- Born: May 10, 1940 (age 86) Osaka, Empire of Japan
- Known for: Invention of karaoke

= Daisuke Inoue =

Japanese businessman (born 1940)

Daisuke Inoue (井上 大佑, Inoue Daisuke) is a Japanese businessman best known as an inventor of the karaoke machine. Inoue, a musician in his youth employed in backing businesspeople who wanted to sing in bars, invented the machine as a means of allowing them to sing without live back-up. He did not patent the machine and so did not directly profit, but he continued to work in the industry it generated, including patenting a protective pesticide for karaoke machines. Named one of Time magazine's "Most Influential Asians of the Century" in 1999, he was awarded the Ig Nobel Peace Prize in 2004 and in 2005 was the subject of the Japanese biographical film Karaoke.

Recent studies have revealed the existence of several people who invented and commercialized karaoke machines prior to Inoue.

== Life and career ==

Daisuke Inoue was born in Osaka, Japan on May 10, 1940. He was raised in Nishinomiya, the son of a pancake vendor with a stall behind a train station. He started playing drums in high school, but was not particularly skillful, as a result of which he took on the business management of his band, which provided back-up music in a club for businessmen who wanted to take the stage. He developed the basic idea of karaoke, which means "empty orchestra", when one client wanted Inoue to back him during a business trip that Inoue could not attend. He supplied the businessman with taped accompaniment instead. Thinking that the idea might have widespread appeal, he began in 1971 renting to bars in Kobe eleven machines outfitted with tapes and amplifiers which he had assembled along with some friends. They proved popular, and a trend was born.

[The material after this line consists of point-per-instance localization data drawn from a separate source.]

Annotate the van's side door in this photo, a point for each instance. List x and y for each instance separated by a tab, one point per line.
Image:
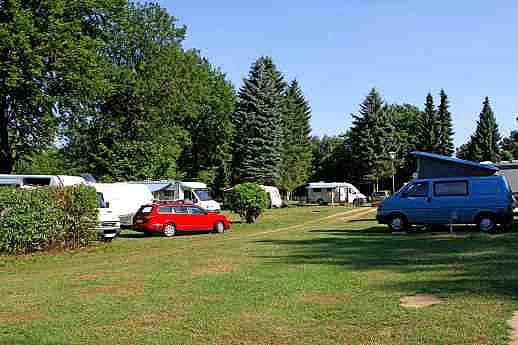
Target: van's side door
450	202
415	202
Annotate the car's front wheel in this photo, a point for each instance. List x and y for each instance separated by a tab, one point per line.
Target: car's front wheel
486	223
219	227
169	230
397	223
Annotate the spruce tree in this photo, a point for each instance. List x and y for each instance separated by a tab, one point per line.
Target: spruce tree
484	144
258	125
445	142
296	148
370	139
429	128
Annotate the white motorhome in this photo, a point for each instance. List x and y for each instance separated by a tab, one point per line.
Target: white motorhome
170	190
40	180
334	192
275	200
124	199
109	224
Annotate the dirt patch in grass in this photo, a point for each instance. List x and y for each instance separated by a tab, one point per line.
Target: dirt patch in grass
324	298
213	268
146	320
419	301
513	324
13	317
114	289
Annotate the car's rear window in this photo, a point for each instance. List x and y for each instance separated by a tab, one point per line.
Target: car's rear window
165	209
180	209
146	209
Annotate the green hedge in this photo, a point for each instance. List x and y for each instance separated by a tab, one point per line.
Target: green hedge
248	200
43	218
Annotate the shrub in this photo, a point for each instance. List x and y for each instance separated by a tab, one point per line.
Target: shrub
36	219
248	200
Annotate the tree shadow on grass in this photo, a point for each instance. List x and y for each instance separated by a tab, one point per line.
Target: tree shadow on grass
439	262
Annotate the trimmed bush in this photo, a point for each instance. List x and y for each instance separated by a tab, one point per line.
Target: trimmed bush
41	218
248	200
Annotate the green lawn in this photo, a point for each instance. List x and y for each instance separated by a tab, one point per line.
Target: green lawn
337	279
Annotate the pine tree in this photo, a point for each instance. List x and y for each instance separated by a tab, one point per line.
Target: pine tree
484	144
370	138
429	128
258	125
446	133
296	148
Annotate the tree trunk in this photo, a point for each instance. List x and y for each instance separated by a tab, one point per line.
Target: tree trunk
6	158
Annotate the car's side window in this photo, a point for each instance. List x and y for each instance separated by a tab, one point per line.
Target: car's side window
196	210
180	210
165	209
450	188
419	189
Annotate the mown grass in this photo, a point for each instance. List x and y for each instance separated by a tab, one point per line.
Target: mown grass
334	280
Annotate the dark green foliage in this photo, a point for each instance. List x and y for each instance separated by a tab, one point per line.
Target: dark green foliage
37	219
248	200
371	140
510	146
429	129
49	68
258	125
484	144
446	133
296	147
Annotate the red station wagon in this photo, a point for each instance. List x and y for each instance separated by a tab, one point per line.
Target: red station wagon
167	218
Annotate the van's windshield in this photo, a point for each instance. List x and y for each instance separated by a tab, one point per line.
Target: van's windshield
100	200
203	194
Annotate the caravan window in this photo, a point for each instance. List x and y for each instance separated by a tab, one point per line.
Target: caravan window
36	181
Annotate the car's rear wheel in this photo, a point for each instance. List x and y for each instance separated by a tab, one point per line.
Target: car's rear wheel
169	230
486	223
397	223
219	227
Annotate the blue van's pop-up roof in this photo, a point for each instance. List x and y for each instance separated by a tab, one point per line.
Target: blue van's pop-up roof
431	165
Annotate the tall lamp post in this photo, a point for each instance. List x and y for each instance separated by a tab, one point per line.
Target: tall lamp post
393	158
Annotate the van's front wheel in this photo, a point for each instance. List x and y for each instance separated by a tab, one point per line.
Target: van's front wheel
486	223
397	223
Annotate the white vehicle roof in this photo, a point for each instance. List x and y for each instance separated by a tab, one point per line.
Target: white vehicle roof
313	185
60	180
194	185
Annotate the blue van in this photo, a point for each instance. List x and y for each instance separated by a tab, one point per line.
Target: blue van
484	201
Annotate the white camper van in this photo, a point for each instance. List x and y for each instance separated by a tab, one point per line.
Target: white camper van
124	199
109	224
275	200
40	180
199	194
334	192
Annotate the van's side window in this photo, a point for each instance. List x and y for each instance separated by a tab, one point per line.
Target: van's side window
450	188
419	189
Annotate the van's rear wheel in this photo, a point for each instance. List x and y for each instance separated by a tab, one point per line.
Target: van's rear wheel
219	228
397	223
486	223
169	230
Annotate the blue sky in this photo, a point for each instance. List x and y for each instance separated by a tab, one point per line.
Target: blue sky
340	49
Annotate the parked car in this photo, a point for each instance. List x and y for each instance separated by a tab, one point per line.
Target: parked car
484	201
379	195
168	218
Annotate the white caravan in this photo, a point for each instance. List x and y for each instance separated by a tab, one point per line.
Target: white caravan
334	192
109	224
198	193
275	200
124	199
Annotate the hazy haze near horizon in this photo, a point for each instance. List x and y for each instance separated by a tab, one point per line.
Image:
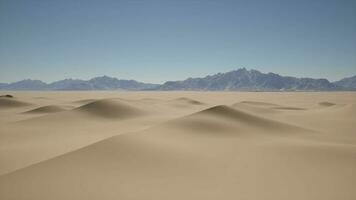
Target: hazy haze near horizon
156	41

Inoue did not patent his invention and so did not directly profit from the invention that started a booming industry. A Filipino, Roberto del Rosario filed a patent for a karaoke machine system, the Sing Along System, which del Rosario developed in 1975. Inoue did continue in the field, inventing a pesticide to repel cockroaches and rats that destroy the electronics within karaoke machines. In the 1980s, he ran a business engaged in securing licensing for music in eight-track karaoke machines. In the 1990s, with eight-track karaoke out of use, Inoue turned his company towards working with Daiichi Kosho Company, then the top karaoke company, but though he was earning considerable money as chairman of the company left it when he suffered a period of depression. Subsequently, Inoue launched the All-Japan Karaoke Industrialist Association.

== Tributes and awards ==

In 1996, Inoue's connection to karaoke was first publicized by a TV channel in Singapore. In 1999, Time magazine recognized Inoue's role in the newly international craze, describing him as among "The Most Influential Asians of the Century". "[A]s much as Mao Zedong or Mohandis Gandhi changed Asian days," Time author Pico Iyer wrote, "Inoue transformed its nights." Following the exposure by Time, Inoue attracted the attention of international media.

In 2004, Inoue went to Harvard University to accept an Ig Nobel Peace Prize for "inventing karaoke, thereby providing an entirely new way for people to learn to tolerate each other." His rendition there of "I'd Like to Teach the World to Sing" earned a standing ovation. Master of ceremonies Marc Abrahams indicated it was the longest standing ovation the Ig Nobels had ever seen; the audience of largely Nobel Prize laureates responded by serenading Inoue with a chorus of "Can't Take My Eyes off You".

In 2005, director Hiroyuki Tsuji released a fictionalized biographic film of Inoue called Karaoke.